Isso é algo que vem sendo cada vez mais evidente?
Há alguma Esquerda neste país que tem, notoriamente, um preconceito relativamente às IPSS e não é de agora, vem historicamente. Por isso, há que conhecer a realidade, as IPSS de hoje não têm nada a ver com as IPSS de há 50, 60 anos, pelo que há que conhecer a realidade e as coisas no terreno e, então, fazer opções.

As instituições são o último garante dos direitos fundamentais das pessoas com deficiência?
Sem dúvida nenhuma. E na deficiência intelectual isso é mais notório, porque são as instituições que, muitas vezes, falam por essas pessoas. Se tirarmos as instituições, tiramos a voz às pessoas que não têm voz e isso é muito grave. E a maior parte dos deficientes intelectuais não tem voz para falar na primeira pessoa. Há que ter uma voz suplementar que são as pessoas que estão no terreno, que são fundamentais neste processo. E as famílias são essenciais neste percurso, por isso, é muito importante que os pais estejam envolvidos nas instituições, porque eles, muitas vezes, são a voz dos filhos que não conseguem falar.

Nesse sentido, estão ultrapassados os problemas que surgiram a propósito da Prestação Social de Inclusão (PSI)?
Neste momento, está mais ultrapassado, mas ainda há um longo caminho a fazer. Muitas vezes, as leis mudam as mentalidades, mas é preciso algum tempo para equiparar o teor da lei com a mentalidade das pessoas que as aplicam. Isto aconteceu na PSI, porque muitas vezes levou-se à obrigatoriedade de interdição das pessoas que recebiam PSI. Os bancos tinham que abrir uma conta em nome dessas pessoas, mas os bancos não abriam as contas se as pessoas não fossem interditas… Enfim, foi uma complicação enorme. No entanto, penso que isso já está a ser mais ultrapassado e agilizado.

A lei do maior acompanhado também tem levantado alguns problemas?
Sim e é das que tem tido, realmente, imensas perversões.
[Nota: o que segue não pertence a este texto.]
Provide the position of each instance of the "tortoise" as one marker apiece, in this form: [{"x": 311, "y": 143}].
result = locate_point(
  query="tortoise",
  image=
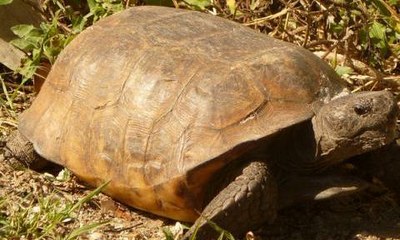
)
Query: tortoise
[{"x": 188, "y": 114}]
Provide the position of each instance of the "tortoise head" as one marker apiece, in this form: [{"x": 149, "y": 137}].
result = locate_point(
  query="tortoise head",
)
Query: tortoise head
[{"x": 354, "y": 124}]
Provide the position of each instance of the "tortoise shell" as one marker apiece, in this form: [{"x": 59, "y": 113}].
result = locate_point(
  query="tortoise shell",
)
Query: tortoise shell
[{"x": 157, "y": 100}]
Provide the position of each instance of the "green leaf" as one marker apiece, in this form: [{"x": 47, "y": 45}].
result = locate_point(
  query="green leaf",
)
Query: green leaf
[
  {"x": 22, "y": 30},
  {"x": 23, "y": 44},
  {"x": 377, "y": 31},
  {"x": 5, "y": 2}
]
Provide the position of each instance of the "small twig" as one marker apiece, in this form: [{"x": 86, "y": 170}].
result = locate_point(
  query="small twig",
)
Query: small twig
[
  {"x": 267, "y": 18},
  {"x": 358, "y": 65}
]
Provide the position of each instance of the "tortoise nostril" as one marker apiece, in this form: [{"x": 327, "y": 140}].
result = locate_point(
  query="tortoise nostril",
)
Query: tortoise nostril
[{"x": 362, "y": 109}]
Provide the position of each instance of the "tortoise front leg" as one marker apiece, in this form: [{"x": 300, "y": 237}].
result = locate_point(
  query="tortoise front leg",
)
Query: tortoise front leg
[{"x": 248, "y": 201}]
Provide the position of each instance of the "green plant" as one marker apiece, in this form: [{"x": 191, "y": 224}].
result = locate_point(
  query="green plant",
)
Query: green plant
[
  {"x": 44, "y": 43},
  {"x": 38, "y": 217}
]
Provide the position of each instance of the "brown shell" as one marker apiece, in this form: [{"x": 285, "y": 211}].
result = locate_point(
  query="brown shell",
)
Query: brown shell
[{"x": 157, "y": 99}]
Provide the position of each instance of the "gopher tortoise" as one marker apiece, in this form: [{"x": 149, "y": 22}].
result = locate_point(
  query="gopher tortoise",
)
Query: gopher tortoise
[{"x": 188, "y": 115}]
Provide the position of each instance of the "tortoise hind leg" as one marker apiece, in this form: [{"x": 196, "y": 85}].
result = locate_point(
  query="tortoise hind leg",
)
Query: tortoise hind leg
[{"x": 248, "y": 201}]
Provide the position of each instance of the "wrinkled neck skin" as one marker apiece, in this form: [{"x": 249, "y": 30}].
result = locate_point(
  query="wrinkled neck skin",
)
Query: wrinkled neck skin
[{"x": 345, "y": 127}]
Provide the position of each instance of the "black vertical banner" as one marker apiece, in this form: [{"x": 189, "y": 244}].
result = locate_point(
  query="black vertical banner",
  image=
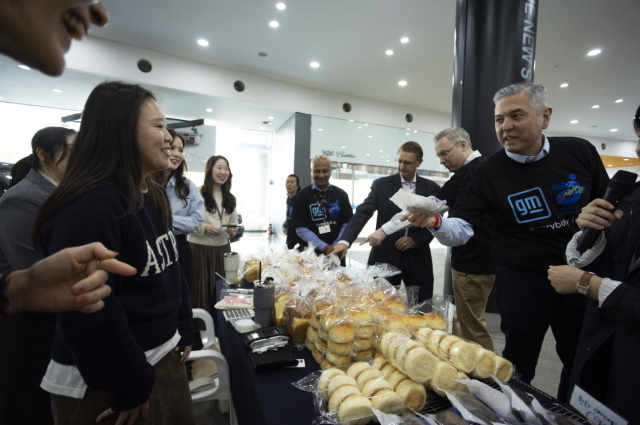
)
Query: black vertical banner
[{"x": 495, "y": 46}]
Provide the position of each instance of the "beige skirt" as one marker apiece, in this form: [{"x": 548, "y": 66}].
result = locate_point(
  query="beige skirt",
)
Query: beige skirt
[{"x": 207, "y": 260}]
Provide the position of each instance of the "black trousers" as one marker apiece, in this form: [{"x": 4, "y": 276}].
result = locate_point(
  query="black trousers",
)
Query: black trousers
[
  {"x": 410, "y": 278},
  {"x": 528, "y": 306}
]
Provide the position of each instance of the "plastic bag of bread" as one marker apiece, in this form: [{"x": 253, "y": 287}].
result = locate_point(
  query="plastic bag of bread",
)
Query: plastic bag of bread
[{"x": 297, "y": 313}]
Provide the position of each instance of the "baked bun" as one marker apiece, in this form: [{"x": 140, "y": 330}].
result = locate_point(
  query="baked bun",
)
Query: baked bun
[
  {"x": 355, "y": 410},
  {"x": 413, "y": 395}
]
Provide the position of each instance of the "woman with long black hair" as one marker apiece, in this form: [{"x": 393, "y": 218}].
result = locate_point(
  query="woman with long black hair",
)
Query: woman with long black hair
[
  {"x": 187, "y": 206},
  {"x": 212, "y": 240},
  {"x": 27, "y": 337},
  {"x": 124, "y": 359}
]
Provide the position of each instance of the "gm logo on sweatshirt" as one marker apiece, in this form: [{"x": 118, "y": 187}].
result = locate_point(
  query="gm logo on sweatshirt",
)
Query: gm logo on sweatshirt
[{"x": 529, "y": 205}]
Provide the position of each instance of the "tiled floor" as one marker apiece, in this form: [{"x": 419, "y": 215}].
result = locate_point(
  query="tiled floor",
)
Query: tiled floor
[{"x": 549, "y": 365}]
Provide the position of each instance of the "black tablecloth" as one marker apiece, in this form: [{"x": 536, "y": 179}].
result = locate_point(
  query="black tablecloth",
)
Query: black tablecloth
[{"x": 264, "y": 397}]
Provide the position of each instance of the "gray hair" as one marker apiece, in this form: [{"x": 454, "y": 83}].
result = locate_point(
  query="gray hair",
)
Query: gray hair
[
  {"x": 536, "y": 92},
  {"x": 317, "y": 157},
  {"x": 456, "y": 135}
]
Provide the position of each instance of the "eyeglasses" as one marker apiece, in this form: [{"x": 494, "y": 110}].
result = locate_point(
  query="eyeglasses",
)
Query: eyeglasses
[{"x": 407, "y": 163}]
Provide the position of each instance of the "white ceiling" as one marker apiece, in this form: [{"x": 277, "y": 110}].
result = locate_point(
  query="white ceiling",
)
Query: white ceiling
[{"x": 349, "y": 38}]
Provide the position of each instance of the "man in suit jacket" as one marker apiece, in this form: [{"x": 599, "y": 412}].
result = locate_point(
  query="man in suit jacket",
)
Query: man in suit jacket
[{"x": 408, "y": 250}]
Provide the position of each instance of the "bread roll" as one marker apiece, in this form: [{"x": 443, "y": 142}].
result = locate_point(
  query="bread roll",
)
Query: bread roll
[
  {"x": 367, "y": 375},
  {"x": 325, "y": 378},
  {"x": 373, "y": 386},
  {"x": 388, "y": 401},
  {"x": 413, "y": 395},
  {"x": 435, "y": 320},
  {"x": 337, "y": 359},
  {"x": 338, "y": 381},
  {"x": 355, "y": 410},
  {"x": 504, "y": 368},
  {"x": 340, "y": 395},
  {"x": 342, "y": 332},
  {"x": 485, "y": 363},
  {"x": 420, "y": 365},
  {"x": 357, "y": 368}
]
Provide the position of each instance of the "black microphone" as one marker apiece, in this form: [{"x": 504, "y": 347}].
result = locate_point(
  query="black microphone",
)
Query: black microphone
[{"x": 621, "y": 184}]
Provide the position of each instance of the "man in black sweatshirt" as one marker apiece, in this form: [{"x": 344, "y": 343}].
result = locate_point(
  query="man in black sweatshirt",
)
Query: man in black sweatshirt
[
  {"x": 472, "y": 267},
  {"x": 529, "y": 194}
]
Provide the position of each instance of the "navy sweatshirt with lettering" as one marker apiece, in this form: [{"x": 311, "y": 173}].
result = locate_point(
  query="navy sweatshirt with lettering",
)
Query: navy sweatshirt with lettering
[
  {"x": 141, "y": 313},
  {"x": 531, "y": 208}
]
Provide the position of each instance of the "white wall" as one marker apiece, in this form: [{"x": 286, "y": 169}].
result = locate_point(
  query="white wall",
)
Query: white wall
[{"x": 119, "y": 60}]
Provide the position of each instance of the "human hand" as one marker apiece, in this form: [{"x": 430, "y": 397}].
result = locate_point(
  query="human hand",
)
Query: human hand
[
  {"x": 405, "y": 243},
  {"x": 564, "y": 278},
  {"x": 130, "y": 416},
  {"x": 211, "y": 230},
  {"x": 186, "y": 350},
  {"x": 375, "y": 239},
  {"x": 340, "y": 250},
  {"x": 596, "y": 216},
  {"x": 70, "y": 279},
  {"x": 421, "y": 220}
]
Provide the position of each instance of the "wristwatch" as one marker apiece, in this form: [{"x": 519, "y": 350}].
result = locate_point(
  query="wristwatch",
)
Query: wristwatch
[{"x": 582, "y": 287}]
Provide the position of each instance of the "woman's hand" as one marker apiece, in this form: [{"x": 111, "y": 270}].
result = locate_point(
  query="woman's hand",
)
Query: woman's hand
[
  {"x": 211, "y": 230},
  {"x": 596, "y": 216},
  {"x": 186, "y": 350},
  {"x": 128, "y": 417}
]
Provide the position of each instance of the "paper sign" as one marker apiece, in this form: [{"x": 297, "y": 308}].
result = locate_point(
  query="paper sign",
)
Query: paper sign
[{"x": 593, "y": 410}]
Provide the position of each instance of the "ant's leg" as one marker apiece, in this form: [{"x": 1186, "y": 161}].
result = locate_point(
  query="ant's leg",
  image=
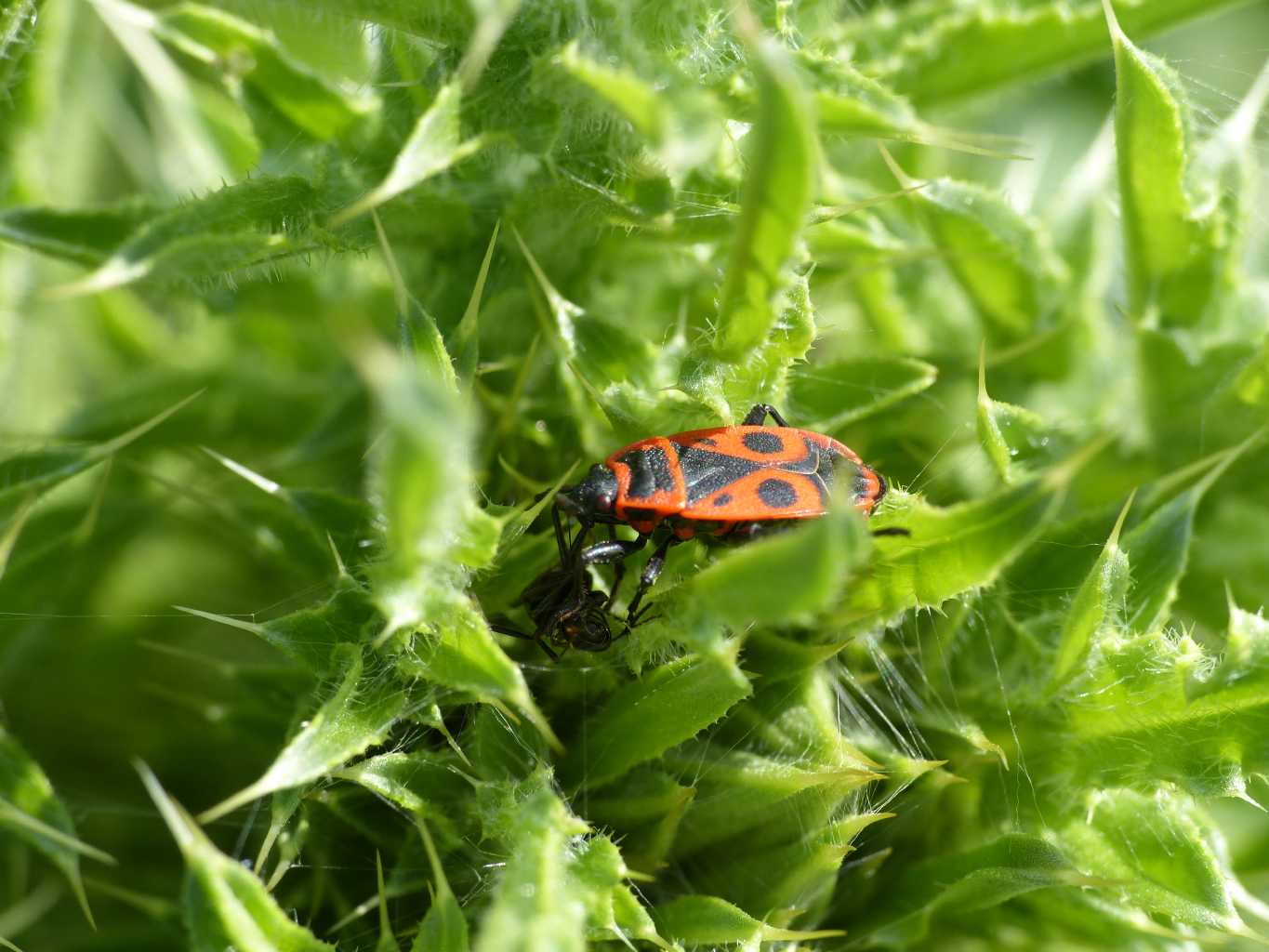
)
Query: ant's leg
[
  {"x": 649, "y": 576},
  {"x": 517, "y": 633},
  {"x": 759, "y": 414},
  {"x": 613, "y": 551},
  {"x": 560, "y": 537}
]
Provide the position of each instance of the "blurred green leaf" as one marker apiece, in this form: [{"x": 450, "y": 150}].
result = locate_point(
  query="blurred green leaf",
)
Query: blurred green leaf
[
  {"x": 80, "y": 236},
  {"x": 708, "y": 920},
  {"x": 357, "y": 716},
  {"x": 1102, "y": 600},
  {"x": 1023, "y": 41},
  {"x": 17, "y": 31},
  {"x": 647, "y": 716},
  {"x": 225, "y": 904},
  {"x": 433, "y": 146},
  {"x": 830, "y": 396},
  {"x": 783, "y": 579},
  {"x": 233, "y": 228},
  {"x": 1003, "y": 260},
  {"x": 1169, "y": 239},
  {"x": 952, "y": 549},
  {"x": 967, "y": 881},
  {"x": 775, "y": 200},
  {"x": 1158, "y": 851}
]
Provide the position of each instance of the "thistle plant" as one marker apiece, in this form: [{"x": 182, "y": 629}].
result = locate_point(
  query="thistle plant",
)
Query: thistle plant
[{"x": 303, "y": 306}]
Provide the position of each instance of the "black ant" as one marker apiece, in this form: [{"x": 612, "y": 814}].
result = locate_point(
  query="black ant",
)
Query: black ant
[{"x": 565, "y": 607}]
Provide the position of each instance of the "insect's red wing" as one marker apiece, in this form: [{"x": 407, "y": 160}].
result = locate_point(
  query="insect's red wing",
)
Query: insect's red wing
[{"x": 763, "y": 496}]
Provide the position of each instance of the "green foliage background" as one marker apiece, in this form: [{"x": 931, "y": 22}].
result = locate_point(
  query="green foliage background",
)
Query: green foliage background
[{"x": 299, "y": 302}]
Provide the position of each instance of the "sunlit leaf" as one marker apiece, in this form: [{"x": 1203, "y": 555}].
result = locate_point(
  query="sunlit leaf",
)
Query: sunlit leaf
[
  {"x": 1168, "y": 239},
  {"x": 649, "y": 716},
  {"x": 225, "y": 904},
  {"x": 33, "y": 813},
  {"x": 949, "y": 551},
  {"x": 303, "y": 97},
  {"x": 775, "y": 200},
  {"x": 833, "y": 396},
  {"x": 357, "y": 716},
  {"x": 708, "y": 920},
  {"x": 532, "y": 907}
]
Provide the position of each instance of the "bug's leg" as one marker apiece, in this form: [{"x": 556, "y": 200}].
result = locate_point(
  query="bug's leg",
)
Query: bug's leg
[
  {"x": 758, "y": 416},
  {"x": 560, "y": 537},
  {"x": 647, "y": 577}
]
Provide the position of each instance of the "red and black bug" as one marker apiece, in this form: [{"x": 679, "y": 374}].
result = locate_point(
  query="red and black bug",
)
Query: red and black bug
[
  {"x": 723, "y": 483},
  {"x": 563, "y": 604}
]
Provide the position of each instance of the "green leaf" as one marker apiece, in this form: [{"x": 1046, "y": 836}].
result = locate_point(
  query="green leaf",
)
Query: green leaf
[
  {"x": 969, "y": 881},
  {"x": 237, "y": 226},
  {"x": 533, "y": 909},
  {"x": 1004, "y": 261},
  {"x": 829, "y": 398},
  {"x": 231, "y": 44},
  {"x": 788, "y": 577},
  {"x": 777, "y": 197},
  {"x": 226, "y": 906},
  {"x": 787, "y": 879},
  {"x": 952, "y": 549},
  {"x": 646, "y": 718},
  {"x": 461, "y": 653},
  {"x": 851, "y": 103},
  {"x": 33, "y": 813},
  {"x": 708, "y": 920},
  {"x": 443, "y": 928},
  {"x": 417, "y": 782},
  {"x": 597, "y": 875},
  {"x": 17, "y": 31},
  {"x": 1169, "y": 240},
  {"x": 434, "y": 145},
  {"x": 640, "y": 103},
  {"x": 310, "y": 635},
  {"x": 466, "y": 337},
  {"x": 919, "y": 48},
  {"x": 84, "y": 236},
  {"x": 357, "y": 716}
]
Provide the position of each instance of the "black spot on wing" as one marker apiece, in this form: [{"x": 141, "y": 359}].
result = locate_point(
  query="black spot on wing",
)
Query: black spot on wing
[
  {"x": 705, "y": 472},
  {"x": 650, "y": 472},
  {"x": 778, "y": 494},
  {"x": 815, "y": 459},
  {"x": 763, "y": 442}
]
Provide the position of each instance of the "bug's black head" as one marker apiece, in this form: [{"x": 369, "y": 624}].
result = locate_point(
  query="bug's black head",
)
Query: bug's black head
[{"x": 594, "y": 496}]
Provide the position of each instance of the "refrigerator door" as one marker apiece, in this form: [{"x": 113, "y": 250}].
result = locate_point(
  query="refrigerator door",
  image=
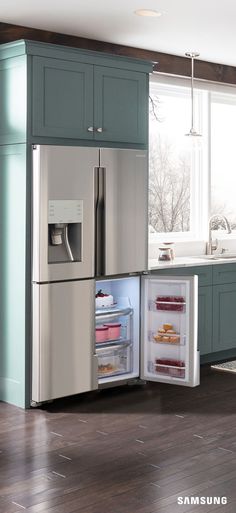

A Humanitas, inclusive, vai tentar fazer formação junto a juízes, agentes do Ministério Público, etc. A lei do maior acompanhado, através de um processo legal de avaliação, determina, por decisão judicial, que a pessoa fica autorizada a fazer certas coisas e proibida de fazer outras que eles acham que ela não é capaz. Ora bem, na deficiência intelectual está a ser um desastre, porque os juízes não sabem o que é a deficiência intelectual. Até as perguntas que lhes fazem não têm nada a ver com a realidade e isso não lhes permite sequer tecer sentenças adequadas àquela pessoa concreta com deficiência intelectual, porque não percebem do que a pessoa é realmente capaz ou não. Do que temos visto, a falta de conhecimento nestas situações, muitas das vezes, tira autonomia aos nossos jovens.

E agora vem aí a lei do cuidador informal?
Sim, e mais problemas se avizinham. Há instituições que nos têm sinalizado que muitas pessoas, de baixo estrato económico, com alguns problemas e de famílias desestruturadas, vão querer tirar os jovens da instituição para assumirem o papel de cuidadores informais. Tudo pela questão financeira envolvida e isto é gravíssimo, porque o jovem, sem condições, vai ficar fechado num quarto ou vai ficar em casa. É preciso cuidado com estas leis, especialmente no tocante à deficiência intelectual.